Owen Lewis, a practicing psychiatrist, faculty of the Department of Medical Humanities and Ethics, Vagelos Columbia College of Physicians and Surgeons. He is the author of three volumes of poetry (Field Light, Marriage Map, Sometimes Full of Daylight). Among his awards, he received the Hippocrates Prize for Poetry and Medicine and the Jean Pedrick Chapbook Prize from the New England Poetry Club. He lives in Stockbridge.

Richard Berlin, a practicing psychiatry, faculty of the Univ of Mass. Medical School. He is the author of four volumes of poetry (Secret Wounds, How JFK Killed My Father, Practice, and Freud on My Couch) as well as Poets on Prozac: Mental Illness, Treatment, and the Creative Process. He received the Pearl Poetry prize and the John Ciardi Poetry Prize. He lives in Richmond.

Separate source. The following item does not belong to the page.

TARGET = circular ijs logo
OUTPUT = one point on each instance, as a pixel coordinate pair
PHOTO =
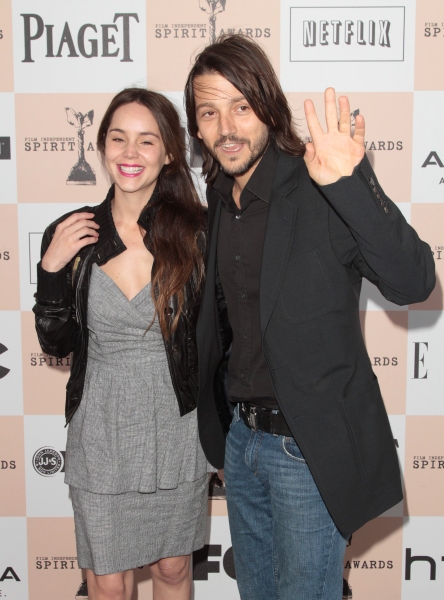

Hannah Fries is the author of the poetry collection Little Terrarium. Her second book, Forest Bathing Retreat (soon coming out in a new edition titled Being with Trees), explores the intersection of mindfulness and connection to the natural world through meditations and a selection of poems and readings. She is an acquisitions editor for Storey Publishing and lives in Sandisfield with her family.

Patty Crane authored the poetry collections Bell I Wake To and something flown, as well as Bright Scythe, her translations of Swedish Nobel laureate, psychologist and poet Tomas Tranströmer. Her work has been supported by MacDowell fellowships, and she holds an MFA from Vermont College of Fine Arts. Patty worked for decades as a registered nurse, and currently heads a community-building non-profit. She lives in Windsor.

Kate Daniels is the author of six collections of poetry, and Professor of English Emerita at Vanderbilt University in Nashville. She has a particular interest in connections between psychoanalysis and poetry, and teaches writing in the New Directions program of the Washington-Baltimore Center for Psychoanalysis. Her prose work, Slow Fuse of the Possible: A Memoir of Poetry and Psychoanalysis, was published earlier this month. She is on the editorial board of ROOM: A Sketchbook for Analytic Action.